Она впустила его в себя – достаточно, чтобы понять хоть чуть-чуть. Одри была такой хрупкой, что он побоялся кончать. Они лежали, прижавшись друг к другу в поисках утешения, и он думал о том, что хотел бы остаться в ней навсегда, вновь и вновь познавая любовь.
Через несколько месяцев они поехали отдыхать на Сицилию. Джона помнит, как они плавали в море, помнит их ноги, облепленные песком, на белых гостиничных простынях. Обещание долгих лет вместе. Он поражался запасу прочности в ее теле. Они избывали свою потерю, погружаясь друг в друга, – и сблизились еще теснее. Там, на Сицилии, они решили пожениться.

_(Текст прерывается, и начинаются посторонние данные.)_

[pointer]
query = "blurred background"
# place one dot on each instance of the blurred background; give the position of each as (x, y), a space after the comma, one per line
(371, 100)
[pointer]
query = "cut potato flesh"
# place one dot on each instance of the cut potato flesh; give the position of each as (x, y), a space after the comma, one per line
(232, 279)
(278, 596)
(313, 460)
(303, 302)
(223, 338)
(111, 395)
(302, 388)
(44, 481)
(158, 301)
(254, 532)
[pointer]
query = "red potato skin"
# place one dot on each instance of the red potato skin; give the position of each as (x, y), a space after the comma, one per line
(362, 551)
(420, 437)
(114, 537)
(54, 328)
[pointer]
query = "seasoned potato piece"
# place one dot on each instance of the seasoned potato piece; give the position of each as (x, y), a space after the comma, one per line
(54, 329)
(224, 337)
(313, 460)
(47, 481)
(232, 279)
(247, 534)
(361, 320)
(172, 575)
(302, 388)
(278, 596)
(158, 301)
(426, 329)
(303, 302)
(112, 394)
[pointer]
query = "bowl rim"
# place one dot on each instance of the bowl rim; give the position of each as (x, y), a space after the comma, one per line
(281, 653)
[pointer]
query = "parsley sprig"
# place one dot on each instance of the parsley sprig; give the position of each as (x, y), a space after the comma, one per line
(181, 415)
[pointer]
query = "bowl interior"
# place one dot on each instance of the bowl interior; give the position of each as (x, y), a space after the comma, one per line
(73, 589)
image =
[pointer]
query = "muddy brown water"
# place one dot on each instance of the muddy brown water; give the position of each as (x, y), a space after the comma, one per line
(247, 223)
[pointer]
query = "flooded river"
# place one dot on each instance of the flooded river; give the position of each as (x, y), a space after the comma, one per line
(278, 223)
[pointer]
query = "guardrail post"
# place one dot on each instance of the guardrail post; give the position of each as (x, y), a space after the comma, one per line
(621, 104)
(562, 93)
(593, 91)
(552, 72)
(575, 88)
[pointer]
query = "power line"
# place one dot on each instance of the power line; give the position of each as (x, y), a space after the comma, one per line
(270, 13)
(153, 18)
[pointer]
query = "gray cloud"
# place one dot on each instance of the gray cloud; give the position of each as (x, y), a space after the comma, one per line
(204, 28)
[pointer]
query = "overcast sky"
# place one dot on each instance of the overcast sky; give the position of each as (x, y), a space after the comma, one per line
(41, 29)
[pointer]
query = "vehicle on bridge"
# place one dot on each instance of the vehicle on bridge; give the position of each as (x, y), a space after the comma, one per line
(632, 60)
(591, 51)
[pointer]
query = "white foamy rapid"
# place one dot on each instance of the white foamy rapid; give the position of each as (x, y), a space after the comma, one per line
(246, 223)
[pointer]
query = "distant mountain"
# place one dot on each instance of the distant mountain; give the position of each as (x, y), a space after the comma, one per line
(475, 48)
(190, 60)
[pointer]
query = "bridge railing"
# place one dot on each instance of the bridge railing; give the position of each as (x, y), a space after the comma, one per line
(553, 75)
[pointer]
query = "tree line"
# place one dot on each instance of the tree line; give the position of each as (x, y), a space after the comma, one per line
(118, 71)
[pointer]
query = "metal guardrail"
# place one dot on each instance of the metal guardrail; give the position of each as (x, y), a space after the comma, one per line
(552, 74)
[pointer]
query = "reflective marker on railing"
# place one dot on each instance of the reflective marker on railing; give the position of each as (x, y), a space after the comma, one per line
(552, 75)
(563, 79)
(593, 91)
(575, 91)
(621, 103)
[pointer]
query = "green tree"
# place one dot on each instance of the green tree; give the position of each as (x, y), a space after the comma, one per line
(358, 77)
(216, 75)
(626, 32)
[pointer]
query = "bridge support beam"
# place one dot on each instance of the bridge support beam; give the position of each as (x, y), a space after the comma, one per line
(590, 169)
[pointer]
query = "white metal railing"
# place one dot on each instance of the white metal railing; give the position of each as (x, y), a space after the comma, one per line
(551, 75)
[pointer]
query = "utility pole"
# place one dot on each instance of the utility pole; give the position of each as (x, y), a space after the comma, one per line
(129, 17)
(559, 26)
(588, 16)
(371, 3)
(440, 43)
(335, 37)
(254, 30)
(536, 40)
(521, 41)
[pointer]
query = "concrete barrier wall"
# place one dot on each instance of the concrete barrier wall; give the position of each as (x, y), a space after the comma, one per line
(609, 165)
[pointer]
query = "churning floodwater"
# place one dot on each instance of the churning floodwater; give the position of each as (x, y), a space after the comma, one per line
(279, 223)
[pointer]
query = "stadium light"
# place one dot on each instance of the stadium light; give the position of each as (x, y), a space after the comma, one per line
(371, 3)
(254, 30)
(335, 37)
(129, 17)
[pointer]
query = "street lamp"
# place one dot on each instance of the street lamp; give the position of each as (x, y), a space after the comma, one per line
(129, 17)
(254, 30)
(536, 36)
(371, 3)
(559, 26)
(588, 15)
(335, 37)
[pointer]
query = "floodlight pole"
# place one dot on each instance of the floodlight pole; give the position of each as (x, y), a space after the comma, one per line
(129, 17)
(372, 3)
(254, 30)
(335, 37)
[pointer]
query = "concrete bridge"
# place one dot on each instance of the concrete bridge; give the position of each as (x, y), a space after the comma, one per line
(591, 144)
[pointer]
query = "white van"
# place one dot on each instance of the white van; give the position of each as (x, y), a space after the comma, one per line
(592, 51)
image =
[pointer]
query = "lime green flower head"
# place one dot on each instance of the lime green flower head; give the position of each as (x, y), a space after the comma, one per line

Второй выкидыш случился в ванной. Джона встал на колени и выудил из унитаза крошечный эмбрион. Он держал его на ладони – запечатанный зародышевый пузырек длиной около дюйма.
– Хорошо, что ты смог подержать ее в руках, – сказала Одри. – Представь, я носила ее в себе девять недель. Смотри, – прошептала она в его раскрытую ладонь, – это твой папа.
Джона боялся пошевелиться. Боялся раздавить последний кусочек, оставшийся от их ребенка. Надо ли что-то сказать этому неродившемуся комочку или лучше промолчать? Ему было стыдно за свой интерес, что там внутри: клубок ДНК и нераскрывшийся потенциал, невоплощенная греза о будущем, или не успевший сформироваться уродец с хвостом?